Ever since the increasing in trend towards gaming we are becoming more familiar with the term called Graphics card or GPU(Graphics processing unit). GPU's are critical part for game performance and we are seeing increasing performance with each passing year.

We will dive into the technicalities of GPU and explain it as simply as possible.

Why Don’t We Run Rendering With CPUs?
This is the first question which comes in every-bodies mind why we don’t use CPUs for rendering workloads in gaming in the first place. In theory we can run rendering workloads directly on a CPU. Earlier the games used to run entirely on the CPU but nowadays with advanced graphics and texture rendering the CPU that can handle this kind of performance are too costly to make. CPUs are designed to be general-purpose microprocessors and lack specialized hardware and capabilities that GPUs offer.

What’s a GPU?
GPU is a piece of hardware device that can map and perform tasks such as geometry setup and execution, texture mapping, memory access, and shaders. The term GPU was used by Nvidia with the launch of GeForce 256 because it has specif capabilities to handle extensive graphics tasks. The plus point of using GPU is that having a dedicated resources on-chip for handling specific types of workloads is more power efficient and faster.

Difference between CPU and GPU:
There are various differences between CPUs and GPUs. CPU's are typically designed to execute single-threaded code as quickly and efficiently as possible and this are improved by using features such as SMT / Hyper-Threading and multi-threaded performance. But till now maximum parallel cores that have been achieved by CPU are 32-core / 64-threads. If compared with lower end GPUs from Nvidia has 384 cores. Blocks in GPUs are designed to work in parallel, they structure their cards into blocks of computing resources. Nvidia calls these blocks an SM (Streaming Multiprocessor), while AMD refers to them as a Compute Unit.

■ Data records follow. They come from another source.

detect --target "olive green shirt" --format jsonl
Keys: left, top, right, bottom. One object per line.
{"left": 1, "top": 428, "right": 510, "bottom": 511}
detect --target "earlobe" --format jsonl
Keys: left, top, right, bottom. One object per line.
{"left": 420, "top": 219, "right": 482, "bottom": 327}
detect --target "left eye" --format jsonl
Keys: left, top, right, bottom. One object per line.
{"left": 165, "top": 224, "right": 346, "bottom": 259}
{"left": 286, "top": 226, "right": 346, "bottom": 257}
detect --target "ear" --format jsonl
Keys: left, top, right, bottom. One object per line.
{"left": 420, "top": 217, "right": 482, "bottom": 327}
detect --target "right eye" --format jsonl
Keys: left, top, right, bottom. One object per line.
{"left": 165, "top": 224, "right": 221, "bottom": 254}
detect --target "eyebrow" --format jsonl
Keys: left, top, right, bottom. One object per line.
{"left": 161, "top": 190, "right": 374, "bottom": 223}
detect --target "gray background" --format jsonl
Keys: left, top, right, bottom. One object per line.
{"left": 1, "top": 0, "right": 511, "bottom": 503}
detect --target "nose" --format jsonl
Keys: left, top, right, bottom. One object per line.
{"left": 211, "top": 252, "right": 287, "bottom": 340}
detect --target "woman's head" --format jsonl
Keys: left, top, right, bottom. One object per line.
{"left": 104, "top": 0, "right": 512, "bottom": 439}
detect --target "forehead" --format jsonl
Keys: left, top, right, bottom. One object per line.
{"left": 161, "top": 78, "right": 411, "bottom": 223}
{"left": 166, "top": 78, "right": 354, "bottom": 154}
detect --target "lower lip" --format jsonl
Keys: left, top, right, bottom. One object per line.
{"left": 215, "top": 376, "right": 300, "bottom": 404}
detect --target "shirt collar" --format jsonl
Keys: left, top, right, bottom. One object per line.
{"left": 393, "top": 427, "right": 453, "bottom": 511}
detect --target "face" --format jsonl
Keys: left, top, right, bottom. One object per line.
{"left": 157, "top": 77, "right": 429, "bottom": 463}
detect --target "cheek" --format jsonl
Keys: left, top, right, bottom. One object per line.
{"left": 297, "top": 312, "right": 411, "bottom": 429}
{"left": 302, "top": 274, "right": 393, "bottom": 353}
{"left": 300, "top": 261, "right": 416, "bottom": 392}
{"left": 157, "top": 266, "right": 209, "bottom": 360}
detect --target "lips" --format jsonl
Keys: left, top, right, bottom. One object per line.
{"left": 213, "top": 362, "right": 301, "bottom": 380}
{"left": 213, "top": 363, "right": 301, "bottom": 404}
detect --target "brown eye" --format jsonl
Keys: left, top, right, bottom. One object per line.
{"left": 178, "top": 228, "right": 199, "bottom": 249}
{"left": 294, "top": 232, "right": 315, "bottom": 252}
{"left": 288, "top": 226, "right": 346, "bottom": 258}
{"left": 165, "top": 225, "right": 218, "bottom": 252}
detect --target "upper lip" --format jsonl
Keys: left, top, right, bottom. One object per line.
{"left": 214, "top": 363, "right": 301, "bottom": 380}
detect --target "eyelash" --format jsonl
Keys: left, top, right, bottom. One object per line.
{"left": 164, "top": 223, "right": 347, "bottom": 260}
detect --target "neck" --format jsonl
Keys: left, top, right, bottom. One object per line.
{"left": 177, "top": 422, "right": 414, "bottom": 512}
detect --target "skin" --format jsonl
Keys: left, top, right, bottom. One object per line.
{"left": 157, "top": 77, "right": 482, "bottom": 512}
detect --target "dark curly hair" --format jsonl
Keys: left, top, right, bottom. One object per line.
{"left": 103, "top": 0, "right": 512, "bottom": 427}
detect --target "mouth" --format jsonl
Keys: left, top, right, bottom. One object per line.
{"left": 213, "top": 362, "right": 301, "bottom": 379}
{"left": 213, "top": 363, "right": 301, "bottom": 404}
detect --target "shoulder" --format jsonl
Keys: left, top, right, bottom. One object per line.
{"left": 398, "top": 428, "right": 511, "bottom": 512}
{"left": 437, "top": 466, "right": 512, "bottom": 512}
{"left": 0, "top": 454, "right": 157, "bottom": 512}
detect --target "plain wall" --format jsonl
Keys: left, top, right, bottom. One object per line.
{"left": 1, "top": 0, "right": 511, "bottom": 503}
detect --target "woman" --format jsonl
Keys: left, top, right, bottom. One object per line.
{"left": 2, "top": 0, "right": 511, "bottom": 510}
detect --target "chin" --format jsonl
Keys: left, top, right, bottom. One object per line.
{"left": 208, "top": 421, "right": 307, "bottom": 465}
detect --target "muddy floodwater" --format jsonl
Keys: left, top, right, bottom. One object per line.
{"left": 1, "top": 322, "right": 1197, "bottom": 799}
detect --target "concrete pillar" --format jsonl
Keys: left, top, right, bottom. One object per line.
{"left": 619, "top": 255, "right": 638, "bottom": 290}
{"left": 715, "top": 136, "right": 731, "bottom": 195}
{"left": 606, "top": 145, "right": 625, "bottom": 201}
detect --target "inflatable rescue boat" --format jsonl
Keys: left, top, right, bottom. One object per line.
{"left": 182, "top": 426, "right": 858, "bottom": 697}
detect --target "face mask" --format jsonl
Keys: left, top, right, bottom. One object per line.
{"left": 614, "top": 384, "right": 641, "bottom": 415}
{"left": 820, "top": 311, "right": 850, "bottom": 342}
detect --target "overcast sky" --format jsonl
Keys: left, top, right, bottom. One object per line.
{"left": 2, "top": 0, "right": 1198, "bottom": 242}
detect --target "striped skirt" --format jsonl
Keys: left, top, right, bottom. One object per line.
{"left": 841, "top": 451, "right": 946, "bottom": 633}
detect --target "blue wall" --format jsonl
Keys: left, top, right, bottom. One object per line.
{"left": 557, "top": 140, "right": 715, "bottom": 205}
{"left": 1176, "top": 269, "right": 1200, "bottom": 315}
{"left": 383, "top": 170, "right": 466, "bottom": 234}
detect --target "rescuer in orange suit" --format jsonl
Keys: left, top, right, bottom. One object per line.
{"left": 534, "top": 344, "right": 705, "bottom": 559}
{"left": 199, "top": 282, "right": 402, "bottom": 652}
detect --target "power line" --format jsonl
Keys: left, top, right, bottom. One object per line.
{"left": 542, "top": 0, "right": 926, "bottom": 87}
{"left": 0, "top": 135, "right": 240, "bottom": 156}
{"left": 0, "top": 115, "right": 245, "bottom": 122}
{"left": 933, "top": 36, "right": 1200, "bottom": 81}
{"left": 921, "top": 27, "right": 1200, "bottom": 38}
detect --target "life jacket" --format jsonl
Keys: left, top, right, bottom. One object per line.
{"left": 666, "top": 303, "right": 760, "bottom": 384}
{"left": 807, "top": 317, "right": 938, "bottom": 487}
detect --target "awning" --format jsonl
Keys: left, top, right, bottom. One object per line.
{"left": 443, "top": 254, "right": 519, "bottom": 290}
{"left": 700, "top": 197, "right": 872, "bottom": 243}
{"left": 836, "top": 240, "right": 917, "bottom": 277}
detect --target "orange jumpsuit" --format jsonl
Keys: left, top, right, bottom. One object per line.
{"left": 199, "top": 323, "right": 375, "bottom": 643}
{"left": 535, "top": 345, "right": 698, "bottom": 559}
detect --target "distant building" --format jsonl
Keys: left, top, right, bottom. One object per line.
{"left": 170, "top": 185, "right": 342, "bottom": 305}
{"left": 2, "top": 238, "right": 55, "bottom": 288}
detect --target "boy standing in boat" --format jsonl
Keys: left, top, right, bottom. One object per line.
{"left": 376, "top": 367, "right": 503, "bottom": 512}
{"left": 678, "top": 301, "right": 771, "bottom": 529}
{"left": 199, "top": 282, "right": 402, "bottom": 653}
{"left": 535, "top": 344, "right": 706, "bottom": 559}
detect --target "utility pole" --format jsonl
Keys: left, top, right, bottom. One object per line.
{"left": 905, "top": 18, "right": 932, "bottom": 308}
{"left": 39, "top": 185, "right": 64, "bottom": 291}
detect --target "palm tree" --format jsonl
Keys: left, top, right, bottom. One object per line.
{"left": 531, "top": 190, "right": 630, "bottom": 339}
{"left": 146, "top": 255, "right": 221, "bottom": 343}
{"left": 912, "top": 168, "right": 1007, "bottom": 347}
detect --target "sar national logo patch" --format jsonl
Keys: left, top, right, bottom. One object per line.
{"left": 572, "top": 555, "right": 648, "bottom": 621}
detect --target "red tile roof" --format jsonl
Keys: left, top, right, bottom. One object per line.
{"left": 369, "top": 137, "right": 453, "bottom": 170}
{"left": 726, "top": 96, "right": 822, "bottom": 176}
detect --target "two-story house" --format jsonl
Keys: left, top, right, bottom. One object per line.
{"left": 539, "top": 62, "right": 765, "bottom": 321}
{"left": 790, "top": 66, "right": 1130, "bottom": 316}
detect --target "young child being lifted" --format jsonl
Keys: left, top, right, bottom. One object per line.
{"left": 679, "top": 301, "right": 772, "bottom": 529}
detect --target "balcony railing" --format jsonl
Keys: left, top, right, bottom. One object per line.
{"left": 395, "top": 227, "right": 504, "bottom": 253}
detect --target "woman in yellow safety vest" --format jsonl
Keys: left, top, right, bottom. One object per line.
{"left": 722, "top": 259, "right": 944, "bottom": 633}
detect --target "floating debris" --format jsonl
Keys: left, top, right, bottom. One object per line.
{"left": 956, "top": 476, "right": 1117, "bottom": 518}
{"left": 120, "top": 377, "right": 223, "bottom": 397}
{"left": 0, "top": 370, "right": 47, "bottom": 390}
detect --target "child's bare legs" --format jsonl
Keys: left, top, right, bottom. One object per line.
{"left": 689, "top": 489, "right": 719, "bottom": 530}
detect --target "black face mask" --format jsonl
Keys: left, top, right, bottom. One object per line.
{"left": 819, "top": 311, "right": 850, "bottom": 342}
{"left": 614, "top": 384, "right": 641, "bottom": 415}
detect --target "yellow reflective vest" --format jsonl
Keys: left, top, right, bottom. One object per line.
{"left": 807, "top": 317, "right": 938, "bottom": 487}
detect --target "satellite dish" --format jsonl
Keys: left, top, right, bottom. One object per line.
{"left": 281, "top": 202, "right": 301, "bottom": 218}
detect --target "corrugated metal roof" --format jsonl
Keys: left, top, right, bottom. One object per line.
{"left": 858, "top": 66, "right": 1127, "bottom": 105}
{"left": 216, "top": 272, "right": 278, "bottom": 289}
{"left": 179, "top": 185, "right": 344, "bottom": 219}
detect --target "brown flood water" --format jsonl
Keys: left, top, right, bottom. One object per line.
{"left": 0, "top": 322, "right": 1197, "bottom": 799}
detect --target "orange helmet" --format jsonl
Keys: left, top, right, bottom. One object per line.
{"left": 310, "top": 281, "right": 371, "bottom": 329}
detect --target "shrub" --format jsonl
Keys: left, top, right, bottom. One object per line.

Each block consists of group of cores, a scheduler, a register file, instruction cache, texture and L1 cache and texture mapping units. Performance of GPU's are basically defined in format like 4096:160:64. In this the GPU core count is the first number and larger  the core count, faster is the GPU, provided we’re comparing within the same family.

Texture Mapping and Render Outputs:
These are the important components of a GPU, The number of texture mapping units in a design dictates how quickly GPU can address and map textures on to objects. The second term in GPU format 4096:160:64 defines texture mapping. Modern games require too much texture mapping hence more the number of mapping more are the better results.

Render outputs are where the GPU’s output is assembled into an image for display on a monitor or television. Clock speed of the GPU multiplied by number of render outputs controls pixel count and higher the number of ROPs the more pixels GPU can be output simultaneously. ROPs also handle anti-aliasing.

Memory Bandwidth, Memory Capacity:
At last comes the memory bandwidth and memory capacity. Memory bandwidth is the amount of data that can be copied to and from the GPU’s dedicated VRAM buffer per second. Many advanced games require more memory bandwidth to keep steady frame rates because high amount of data flows into and out of the GPU core.

Next on board capacity is also important, this is because if amount of VRAM needed by game exceeds the GPUs capacity then, game copies data to CPU ram for storung additional data. But it takes the GPU vastly longer to pull data out of DRAM as opposed to its onboard pool of dedicated VRAM. But pulling data from RAM rather than quick pool of local memory leads to massive stuttering in the games.